Extruder Design (Pushing Limits)

Extruder Design (Pushing Limits)

There are many designs (variations) in FDM printer extruders. The basic concept is to feed a 1.75mm (or 2.8mm) round plastic filament to a melting device (hot end) and continuously deposit the resulting liquid flow of plastic in patterned layers on a build plate. One layer on top of the previous layer until a 3D item is produced. 

Most of the magic occurs in software instructions. 

The software “reads” (slices in layers) the 3D print file created by the item design engineer and creates CNC code to operate the XYZ direction and speed control and all the operations inside the extruder (temperature and feed).
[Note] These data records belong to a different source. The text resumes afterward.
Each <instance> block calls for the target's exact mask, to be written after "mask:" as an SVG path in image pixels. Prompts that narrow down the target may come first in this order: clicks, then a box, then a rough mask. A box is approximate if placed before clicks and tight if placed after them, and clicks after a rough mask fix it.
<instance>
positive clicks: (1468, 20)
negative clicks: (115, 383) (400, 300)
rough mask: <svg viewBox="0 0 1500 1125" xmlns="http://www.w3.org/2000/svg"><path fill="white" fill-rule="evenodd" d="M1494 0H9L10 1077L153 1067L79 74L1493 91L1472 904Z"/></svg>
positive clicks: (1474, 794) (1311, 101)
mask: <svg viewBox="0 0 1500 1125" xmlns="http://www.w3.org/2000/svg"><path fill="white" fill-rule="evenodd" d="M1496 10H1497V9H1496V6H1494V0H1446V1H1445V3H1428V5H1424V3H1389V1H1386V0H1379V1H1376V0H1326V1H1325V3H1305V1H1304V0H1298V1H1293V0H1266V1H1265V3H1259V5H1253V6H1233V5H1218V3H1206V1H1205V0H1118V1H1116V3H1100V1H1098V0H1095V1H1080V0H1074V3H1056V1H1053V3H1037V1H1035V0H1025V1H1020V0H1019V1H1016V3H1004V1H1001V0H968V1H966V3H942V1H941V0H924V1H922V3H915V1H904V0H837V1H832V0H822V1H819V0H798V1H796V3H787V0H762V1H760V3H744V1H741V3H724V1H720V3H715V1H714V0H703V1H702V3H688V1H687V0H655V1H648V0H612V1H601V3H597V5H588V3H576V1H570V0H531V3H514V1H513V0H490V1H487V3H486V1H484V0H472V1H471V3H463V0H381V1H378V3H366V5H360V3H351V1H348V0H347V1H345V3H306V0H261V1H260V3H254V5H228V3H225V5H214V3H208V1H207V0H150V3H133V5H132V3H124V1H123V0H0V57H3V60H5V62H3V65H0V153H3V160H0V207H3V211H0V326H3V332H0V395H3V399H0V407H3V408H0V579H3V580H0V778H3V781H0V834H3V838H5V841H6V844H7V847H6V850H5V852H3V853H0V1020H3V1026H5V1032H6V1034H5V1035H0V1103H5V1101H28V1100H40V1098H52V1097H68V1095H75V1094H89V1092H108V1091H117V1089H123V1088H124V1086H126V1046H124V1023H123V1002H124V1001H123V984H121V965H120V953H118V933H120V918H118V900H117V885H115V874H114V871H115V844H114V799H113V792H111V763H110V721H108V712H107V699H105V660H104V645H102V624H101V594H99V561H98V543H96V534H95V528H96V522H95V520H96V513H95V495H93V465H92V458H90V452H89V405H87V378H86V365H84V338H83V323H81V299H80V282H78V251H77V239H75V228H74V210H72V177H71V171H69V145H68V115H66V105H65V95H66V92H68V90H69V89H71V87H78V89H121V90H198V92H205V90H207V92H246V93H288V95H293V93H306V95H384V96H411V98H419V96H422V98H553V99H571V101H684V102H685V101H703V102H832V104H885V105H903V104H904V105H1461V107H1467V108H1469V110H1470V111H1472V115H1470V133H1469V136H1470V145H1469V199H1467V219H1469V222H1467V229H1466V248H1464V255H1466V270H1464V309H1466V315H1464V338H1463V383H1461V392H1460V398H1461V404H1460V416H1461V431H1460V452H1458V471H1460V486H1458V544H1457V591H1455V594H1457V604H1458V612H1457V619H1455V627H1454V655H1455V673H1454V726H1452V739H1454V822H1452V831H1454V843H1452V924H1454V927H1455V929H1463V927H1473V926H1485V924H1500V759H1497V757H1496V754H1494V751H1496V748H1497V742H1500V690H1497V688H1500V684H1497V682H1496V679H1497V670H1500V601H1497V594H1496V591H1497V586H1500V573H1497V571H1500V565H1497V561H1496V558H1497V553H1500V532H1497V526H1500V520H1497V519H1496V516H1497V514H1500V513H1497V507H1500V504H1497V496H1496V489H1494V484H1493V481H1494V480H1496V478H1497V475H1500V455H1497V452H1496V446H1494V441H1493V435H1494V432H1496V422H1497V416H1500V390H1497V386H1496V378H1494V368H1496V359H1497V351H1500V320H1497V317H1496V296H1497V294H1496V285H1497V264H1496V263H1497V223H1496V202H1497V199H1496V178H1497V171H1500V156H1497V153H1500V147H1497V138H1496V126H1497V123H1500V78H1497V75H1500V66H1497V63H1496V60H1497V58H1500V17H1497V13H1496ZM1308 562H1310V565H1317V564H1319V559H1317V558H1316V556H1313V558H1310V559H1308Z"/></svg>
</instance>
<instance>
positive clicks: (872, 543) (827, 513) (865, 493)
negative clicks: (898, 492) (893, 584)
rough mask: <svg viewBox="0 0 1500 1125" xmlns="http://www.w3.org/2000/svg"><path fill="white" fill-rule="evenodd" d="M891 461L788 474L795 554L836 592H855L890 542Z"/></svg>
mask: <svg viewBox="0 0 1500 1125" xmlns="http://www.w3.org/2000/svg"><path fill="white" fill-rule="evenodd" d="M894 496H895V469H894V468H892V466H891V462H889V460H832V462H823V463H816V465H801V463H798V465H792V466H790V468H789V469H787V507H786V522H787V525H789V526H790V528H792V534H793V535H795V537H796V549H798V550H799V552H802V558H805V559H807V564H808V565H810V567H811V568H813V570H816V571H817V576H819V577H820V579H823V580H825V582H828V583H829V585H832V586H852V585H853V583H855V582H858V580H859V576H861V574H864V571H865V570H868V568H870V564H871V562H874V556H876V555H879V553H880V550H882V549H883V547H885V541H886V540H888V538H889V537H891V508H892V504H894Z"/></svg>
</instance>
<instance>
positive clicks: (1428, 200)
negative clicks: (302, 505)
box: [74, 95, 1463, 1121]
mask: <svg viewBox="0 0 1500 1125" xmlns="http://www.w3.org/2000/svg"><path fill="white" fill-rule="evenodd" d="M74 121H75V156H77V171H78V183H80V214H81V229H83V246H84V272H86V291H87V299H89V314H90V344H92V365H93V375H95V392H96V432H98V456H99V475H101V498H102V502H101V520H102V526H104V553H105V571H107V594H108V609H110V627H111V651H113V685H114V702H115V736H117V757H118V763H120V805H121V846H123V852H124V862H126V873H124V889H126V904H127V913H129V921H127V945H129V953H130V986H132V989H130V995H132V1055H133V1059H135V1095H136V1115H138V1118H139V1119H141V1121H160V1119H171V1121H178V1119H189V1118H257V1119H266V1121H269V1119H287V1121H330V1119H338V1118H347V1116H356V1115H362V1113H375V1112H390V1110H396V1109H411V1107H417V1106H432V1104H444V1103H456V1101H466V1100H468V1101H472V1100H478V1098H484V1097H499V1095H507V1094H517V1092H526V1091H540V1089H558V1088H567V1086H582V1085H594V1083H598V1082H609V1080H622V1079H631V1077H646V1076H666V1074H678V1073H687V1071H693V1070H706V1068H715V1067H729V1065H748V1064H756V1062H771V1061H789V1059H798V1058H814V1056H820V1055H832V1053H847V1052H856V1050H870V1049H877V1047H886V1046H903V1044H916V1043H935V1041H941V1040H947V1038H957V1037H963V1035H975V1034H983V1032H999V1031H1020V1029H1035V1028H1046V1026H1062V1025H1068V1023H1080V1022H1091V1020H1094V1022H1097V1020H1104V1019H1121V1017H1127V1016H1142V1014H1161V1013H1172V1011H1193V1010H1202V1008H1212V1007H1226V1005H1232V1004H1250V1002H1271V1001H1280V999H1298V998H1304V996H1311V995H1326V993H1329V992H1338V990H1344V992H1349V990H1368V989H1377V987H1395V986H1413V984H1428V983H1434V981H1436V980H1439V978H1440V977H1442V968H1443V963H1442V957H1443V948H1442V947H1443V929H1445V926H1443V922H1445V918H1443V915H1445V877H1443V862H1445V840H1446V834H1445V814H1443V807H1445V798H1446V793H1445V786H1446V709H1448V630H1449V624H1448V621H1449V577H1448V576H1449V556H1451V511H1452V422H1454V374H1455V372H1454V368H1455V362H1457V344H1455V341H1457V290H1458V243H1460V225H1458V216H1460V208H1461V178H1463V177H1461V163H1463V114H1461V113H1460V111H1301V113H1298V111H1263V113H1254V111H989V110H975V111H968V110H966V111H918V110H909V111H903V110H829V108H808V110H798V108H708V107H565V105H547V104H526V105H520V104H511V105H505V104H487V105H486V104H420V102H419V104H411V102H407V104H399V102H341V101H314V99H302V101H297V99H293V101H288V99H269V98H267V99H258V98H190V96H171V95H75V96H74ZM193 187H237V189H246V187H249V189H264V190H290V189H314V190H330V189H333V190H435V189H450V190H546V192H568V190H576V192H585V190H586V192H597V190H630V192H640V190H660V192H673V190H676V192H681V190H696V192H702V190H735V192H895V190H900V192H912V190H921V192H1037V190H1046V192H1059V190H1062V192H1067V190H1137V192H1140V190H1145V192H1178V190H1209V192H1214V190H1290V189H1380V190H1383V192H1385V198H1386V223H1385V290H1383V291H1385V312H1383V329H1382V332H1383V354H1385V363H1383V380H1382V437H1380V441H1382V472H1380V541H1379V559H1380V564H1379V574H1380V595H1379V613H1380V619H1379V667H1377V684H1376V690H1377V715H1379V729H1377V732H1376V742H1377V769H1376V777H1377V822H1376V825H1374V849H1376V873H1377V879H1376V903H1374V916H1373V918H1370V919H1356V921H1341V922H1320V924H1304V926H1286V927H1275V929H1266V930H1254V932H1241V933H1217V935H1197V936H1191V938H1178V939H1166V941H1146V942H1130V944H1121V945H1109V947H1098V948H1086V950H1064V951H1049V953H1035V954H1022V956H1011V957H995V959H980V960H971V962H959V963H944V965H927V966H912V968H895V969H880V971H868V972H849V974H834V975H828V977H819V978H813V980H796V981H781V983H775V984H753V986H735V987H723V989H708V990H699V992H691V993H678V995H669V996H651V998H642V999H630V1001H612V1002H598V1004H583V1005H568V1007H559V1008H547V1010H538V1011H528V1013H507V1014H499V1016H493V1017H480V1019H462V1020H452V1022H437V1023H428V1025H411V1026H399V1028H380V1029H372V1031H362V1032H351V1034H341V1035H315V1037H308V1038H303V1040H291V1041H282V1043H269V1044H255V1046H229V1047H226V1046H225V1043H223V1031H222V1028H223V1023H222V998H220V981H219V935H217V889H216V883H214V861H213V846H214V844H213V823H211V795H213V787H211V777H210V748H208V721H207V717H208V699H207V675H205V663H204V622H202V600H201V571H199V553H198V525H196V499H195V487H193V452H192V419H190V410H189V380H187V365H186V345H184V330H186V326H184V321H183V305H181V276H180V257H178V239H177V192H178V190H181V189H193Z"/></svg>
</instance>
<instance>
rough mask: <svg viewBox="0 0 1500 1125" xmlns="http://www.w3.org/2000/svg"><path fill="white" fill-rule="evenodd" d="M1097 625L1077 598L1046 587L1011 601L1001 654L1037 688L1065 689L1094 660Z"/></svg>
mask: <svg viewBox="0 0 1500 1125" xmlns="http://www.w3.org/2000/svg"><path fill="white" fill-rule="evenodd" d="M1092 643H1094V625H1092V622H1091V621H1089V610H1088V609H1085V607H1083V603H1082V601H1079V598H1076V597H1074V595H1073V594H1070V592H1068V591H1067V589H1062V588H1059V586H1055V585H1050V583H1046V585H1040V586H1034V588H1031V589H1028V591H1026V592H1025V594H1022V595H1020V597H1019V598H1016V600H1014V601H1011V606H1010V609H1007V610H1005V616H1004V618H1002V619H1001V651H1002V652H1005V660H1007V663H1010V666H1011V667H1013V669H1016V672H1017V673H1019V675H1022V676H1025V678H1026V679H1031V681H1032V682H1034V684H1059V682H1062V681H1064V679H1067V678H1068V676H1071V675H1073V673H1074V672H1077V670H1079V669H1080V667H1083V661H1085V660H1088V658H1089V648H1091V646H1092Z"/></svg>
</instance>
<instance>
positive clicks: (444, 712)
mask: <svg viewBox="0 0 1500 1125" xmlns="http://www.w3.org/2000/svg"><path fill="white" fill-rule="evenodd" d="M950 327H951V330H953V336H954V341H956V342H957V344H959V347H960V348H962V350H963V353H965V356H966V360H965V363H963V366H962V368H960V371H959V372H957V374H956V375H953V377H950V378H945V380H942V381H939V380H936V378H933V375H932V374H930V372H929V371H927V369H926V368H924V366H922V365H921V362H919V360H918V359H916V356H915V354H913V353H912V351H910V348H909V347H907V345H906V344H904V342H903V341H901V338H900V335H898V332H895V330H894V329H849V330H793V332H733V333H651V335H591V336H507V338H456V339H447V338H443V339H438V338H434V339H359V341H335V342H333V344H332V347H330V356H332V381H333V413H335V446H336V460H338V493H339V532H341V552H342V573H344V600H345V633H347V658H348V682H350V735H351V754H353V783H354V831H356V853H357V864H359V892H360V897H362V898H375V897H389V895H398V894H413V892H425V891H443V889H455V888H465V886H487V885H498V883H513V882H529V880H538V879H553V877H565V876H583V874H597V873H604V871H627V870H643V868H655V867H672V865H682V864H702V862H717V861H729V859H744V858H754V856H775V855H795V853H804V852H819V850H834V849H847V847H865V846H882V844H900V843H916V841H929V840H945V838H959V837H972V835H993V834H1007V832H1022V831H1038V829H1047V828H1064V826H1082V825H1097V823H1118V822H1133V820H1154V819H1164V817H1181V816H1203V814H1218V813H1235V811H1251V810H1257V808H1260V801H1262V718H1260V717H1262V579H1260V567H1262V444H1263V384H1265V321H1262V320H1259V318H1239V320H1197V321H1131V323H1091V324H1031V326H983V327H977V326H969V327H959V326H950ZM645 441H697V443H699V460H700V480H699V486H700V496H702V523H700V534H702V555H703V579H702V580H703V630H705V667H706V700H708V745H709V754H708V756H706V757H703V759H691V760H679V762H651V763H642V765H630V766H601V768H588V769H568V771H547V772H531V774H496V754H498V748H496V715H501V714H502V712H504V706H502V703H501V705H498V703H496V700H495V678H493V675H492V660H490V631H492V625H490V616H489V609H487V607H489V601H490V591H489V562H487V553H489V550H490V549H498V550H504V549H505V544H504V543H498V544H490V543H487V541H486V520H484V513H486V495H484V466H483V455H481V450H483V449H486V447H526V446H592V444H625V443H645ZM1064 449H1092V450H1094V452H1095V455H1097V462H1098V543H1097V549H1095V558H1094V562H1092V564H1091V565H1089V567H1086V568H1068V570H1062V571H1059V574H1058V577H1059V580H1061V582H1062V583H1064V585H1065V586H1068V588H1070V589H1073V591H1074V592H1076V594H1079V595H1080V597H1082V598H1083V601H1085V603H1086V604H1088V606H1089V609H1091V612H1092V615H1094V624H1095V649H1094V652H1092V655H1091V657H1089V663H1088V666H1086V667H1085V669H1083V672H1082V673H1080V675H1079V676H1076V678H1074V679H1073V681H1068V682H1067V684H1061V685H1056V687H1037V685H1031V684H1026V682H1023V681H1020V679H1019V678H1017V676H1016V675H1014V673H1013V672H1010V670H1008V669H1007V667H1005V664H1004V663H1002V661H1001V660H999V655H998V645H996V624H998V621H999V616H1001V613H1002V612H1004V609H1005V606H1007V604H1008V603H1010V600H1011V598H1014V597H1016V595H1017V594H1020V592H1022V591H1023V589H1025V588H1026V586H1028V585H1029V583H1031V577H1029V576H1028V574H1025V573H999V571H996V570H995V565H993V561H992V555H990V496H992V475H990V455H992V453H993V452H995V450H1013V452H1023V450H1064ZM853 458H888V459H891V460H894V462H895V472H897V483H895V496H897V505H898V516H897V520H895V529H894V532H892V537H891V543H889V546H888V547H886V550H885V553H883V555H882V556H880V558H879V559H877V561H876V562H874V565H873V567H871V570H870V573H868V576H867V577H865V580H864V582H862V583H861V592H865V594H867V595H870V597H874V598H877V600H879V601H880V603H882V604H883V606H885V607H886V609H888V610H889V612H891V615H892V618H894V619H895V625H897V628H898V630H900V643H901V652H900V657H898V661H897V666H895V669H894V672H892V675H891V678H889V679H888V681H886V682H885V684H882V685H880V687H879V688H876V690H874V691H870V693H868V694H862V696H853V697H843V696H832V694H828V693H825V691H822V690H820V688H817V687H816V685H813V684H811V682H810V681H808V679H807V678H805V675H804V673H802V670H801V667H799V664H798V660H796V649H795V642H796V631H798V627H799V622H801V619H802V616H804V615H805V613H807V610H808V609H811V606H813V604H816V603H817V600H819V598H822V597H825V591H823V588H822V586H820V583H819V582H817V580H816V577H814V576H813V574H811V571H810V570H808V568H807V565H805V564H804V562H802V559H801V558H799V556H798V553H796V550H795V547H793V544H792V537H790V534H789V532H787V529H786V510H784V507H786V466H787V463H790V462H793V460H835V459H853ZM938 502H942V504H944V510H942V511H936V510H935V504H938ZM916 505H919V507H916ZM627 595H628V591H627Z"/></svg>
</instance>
Called “Printer Control Software.”

There are a few other environmental factors too, as is cooling air control,

Short description of FDM 3D printing… <G>

But sometimes there are hardware issues that must be understood and corrections made.

3D printing is as much, print machine mechanical design, as end product design. It’s like a big SATB choir.  Where every vocal part must do it’s job in the best way possible, for the performance to be successful.

Recently I had to do a “deep dive” into the design and engineering of my Creality K2 Plus print extruder. Pictures show here are the 2nd time I had everything apart.

BTW, I had to do the same sort of operation on ALL my other FDM printers at some point. So the process of extruder teardown is not exactly new. It’s all a part of the process at some time. Machine owners must fix their own hardware.

This time I was doing some very high speed printing with four colors of PETG filament. Faster than I normally run. The K2Plus has the extra control load of needing to swap filaments. The print that failed had to do a filament swap four times for every layer.

I think I pushed past the speed/feed boundary of the extruder hardware. This problem (so far) is NOT common.

There was a blob of melted PETG inside the deepest part of the extruder right where the filament drive wheels grab hold to the filament to create the feed.

This area should in no way be hot enough to melt the filament. But you can see in the picture the big white blob. That’s where the drive wheels meet.

There must have been a feed jam, perhaps a speed exceeding the ability of the hot end to melt PETG, and drive wheel slippage and resulting friction heat melted the filament at this location.

The K2Plus has an extra filament drive system in the multi-filament systems that forces filament into the primary extruder under slight  pressure. This must be enough pressure to create the “blob” at the feed wheel location,

That’s my SWAG. Your opinion may vary. <G>

Total extruder tear-down and re-assembly and all is working well again. I will be watching and controlling feed speeds from now on.

I didn’t design the hardware. That’s not my job. But every good designer must know exactly how things work. 

Pushing design limits is what we do.